With the chassis and interior done, it was onto the exterior, where Blitz helped quite a bit. Thanks to the full Aero Speed body kit, the Supra was transformed into the mean machine you see here. The factory bumper was replaced with the Blitz unit featuring a very aggressive design. Hard to miss is the huge air dam and side intakes as well as the angular corner splitters, which arch up to create very chiseled contours. The headlights joined the bumper in the bin. In their place some covers were made up, providing a simple and lightweight solution. Even the front fenders were replaced with light FRP items, helping give a more defined stance to the front end thanks to their slightly wider dimensions. The hood is extremely thin and light, allowing for maximum weight reduction. It's bolted in place with pop-up aluminium clips normally seen on F1 cars. The Blitz conversion continues with the side skirts, which create a large intake as they meet the rear fenders. Joining these are lightweight FRP doors and acrylic windows, all helping shave off precious weight.

At the rear is where things go a little crazy, and you'd expect them to, being a full-on drag machine. The Blitz rear bumper features a very evident diffuser line on the lower section of the bumper, helping with airflow as the car gets closer to the quarter-mile mark. The whole JZA80 hatch was rebuilt in FRP while the rear window was eliminated in favor of a dry-carbon cover. A massive low-set spoiler helps keep the car planted at the rear for maximum traction, while a Simpson parachute was fitted to help bring the car to a halt. In its current show appearance a set of 18-inch Blitz BRW Profile 08 wheels have been fitted and wrapped with Dunlop Direzza Sport Z1 tires. Once the Supra hits the strip it will run smaller wheels and drag radials.

With all this taken care of, the engine was next. The actual 2JZ-GTE, which will be run in competition, is far from complete as Scorch Racing is still considering various setups. Everything else is in place, it's just the engine itself that needs to be swapped out for the final unit. Initial target times are in the low 9-second bracket and with such a high goal the stroked engine (they're experimenting with 3.8L stroker kits) is in a need for serious power. That's why you'll find two Blitz Triple K K5-700R turbochargers sitting on the custom manifold. They're bigger than the unit used on the '07 D1-GP Blitz Skyline of Ken Nomura, which produces over 600 ps by itself. To get these monsters to spool up the engine will need to take some serious rpm, as well as take the high boost levels a setup like this requires. Boost will be controlled with a pair of external wastegates and the Blitz boost controller.

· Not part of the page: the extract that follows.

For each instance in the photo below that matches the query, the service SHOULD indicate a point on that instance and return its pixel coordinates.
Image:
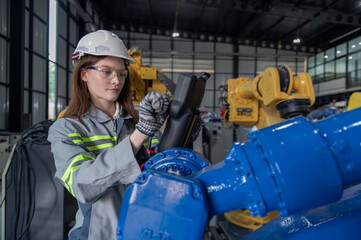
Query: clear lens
(109, 73)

To help cool things down, custom piping connects the turbine outlets to the charge cooler built around a Blitz Type-C intercooler core. From there, the intake charge is taken to the intake manifold, dosed by a large diameter mechanical throttle. Before the throttle the nitrous oxide fogger has been positioned, which will help the engine get up to speed and spool up at lower rpm. Once the K5s start spinning up the nitrous will be cut. JUN Auto will supply a lot of the headgear like the cam pulleys, camshafts, and various valvetrain components.

Fuelling will consist of twin external pumps sending the fuel to the 1,000cc/min injectors. Once the engine has passed the first set of tests a secondary fuel rail will be added to provide the much needed fuel to get to the 1,500ps mark. The Ogura Racing quad-plate clutch will have the job of channeling all that power to the Jerico air-shift transmission and then on to the rear wheels. Sachs has been called in to provide the best possible suspension setup so SP-7 adjustable dampers were fitted. Helping drop speed after the run are the Wilwood four-pot front calipers, which bite down on curiously shaped rotors. The rear brakes will remain standard while the Simpson parachute will help things along after the finish line is crossed.